Minneapolis Federal Reserve Bank President Narayana Kocheralakota said on Tuesday that low inflation should compel the Fed to hold from raising interest rates for now, despite a fall in US unemployment. The dollar was up 0.1 percent against a basket of major currencies at 85.761, having hit a four-year high of 86.765 last week. With the Fed due to wind down its $4 trillion bond-buying programme this month, and the International Monetary Fund having cut its global economic growth forecasts for the third time this year, a mood of risk aversion permeated markets.
"The focus today is on the FOMC minutes - markets are in waiting mode for that," said Alvin Tan, a currency strategist at Societe Generale in London. "The minutes will be important in driving market direction, in particular in seeing whether risk aversion worsens from here." The dollar had hit a three-week low against the safe-haven yen overnight of 107.75 yen, but was last up 0.3 percent at 108.33 yen.
The euro weakened, hitting a one-month low of 136.50 yen in Asian trading on deepening worries about euro zone growth prospects and the looming threat of deflation. Earlier, Spain posted its weakest industrial output growth for almost a year. That came a day after corresponding data from Germany showed industrial output in the euro zone's biggest economy fell by 4 percent in August - the biggest drop since the height of the financial crisis.

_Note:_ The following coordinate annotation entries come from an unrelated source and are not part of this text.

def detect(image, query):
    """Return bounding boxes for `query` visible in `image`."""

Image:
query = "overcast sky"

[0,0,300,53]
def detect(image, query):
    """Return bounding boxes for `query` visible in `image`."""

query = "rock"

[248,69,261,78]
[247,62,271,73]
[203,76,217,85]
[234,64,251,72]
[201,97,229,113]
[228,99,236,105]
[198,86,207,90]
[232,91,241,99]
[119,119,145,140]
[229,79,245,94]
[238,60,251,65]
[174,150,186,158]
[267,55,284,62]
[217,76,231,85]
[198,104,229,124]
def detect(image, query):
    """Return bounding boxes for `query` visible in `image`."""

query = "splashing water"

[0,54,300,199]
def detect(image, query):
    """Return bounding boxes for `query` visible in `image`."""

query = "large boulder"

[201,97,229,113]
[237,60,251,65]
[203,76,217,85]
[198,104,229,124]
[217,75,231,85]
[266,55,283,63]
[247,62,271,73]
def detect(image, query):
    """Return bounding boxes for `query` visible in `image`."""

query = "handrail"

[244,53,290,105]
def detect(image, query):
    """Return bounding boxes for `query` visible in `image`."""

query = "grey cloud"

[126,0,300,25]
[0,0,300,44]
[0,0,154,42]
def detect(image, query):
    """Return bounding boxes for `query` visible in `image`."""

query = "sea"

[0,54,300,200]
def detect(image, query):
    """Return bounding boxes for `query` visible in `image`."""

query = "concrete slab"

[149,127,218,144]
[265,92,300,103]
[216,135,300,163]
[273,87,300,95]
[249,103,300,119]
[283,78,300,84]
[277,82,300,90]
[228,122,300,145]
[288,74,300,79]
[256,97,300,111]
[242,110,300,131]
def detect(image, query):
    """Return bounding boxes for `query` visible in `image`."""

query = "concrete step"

The IMF cut its growth forecasts for the euro zone on Tuesday, flagging the risk of deflation and the chance of the 18-nation bloc entering into an outright recession in 2015. A German newspaper added to the gloom on Wednesday, reporting that a group of leading economic institutes was set to sharply cut its growth forecasts for Germany. Against the dollar, the euro was down 0.1 percent at $1.2655.
The single currency has fallen almost 10 percent against the dollar over the past five months as the outlooks for growth and monetary policy in the euro zone and United States have become increasingly divergent. "The story is not going to change: there's quite clearly been a sea change ... in attitudes towards the euro and the dollar," said Neil Mellor, a currency strategist at Bank of New York Mellon in London.
"If there was one defining moment in the post-crisis period it has been that the ECB has taken away all reasons to hold the euro," Mellor added, referring to the cut of the deposit rate into negative territory. ECB Vice President Vitor Constancio said on Wednesday that the central bank is embarking on a new policy phase with its latest stimulus measures, while promising to steer the ECB's balance sheet "significantly higher".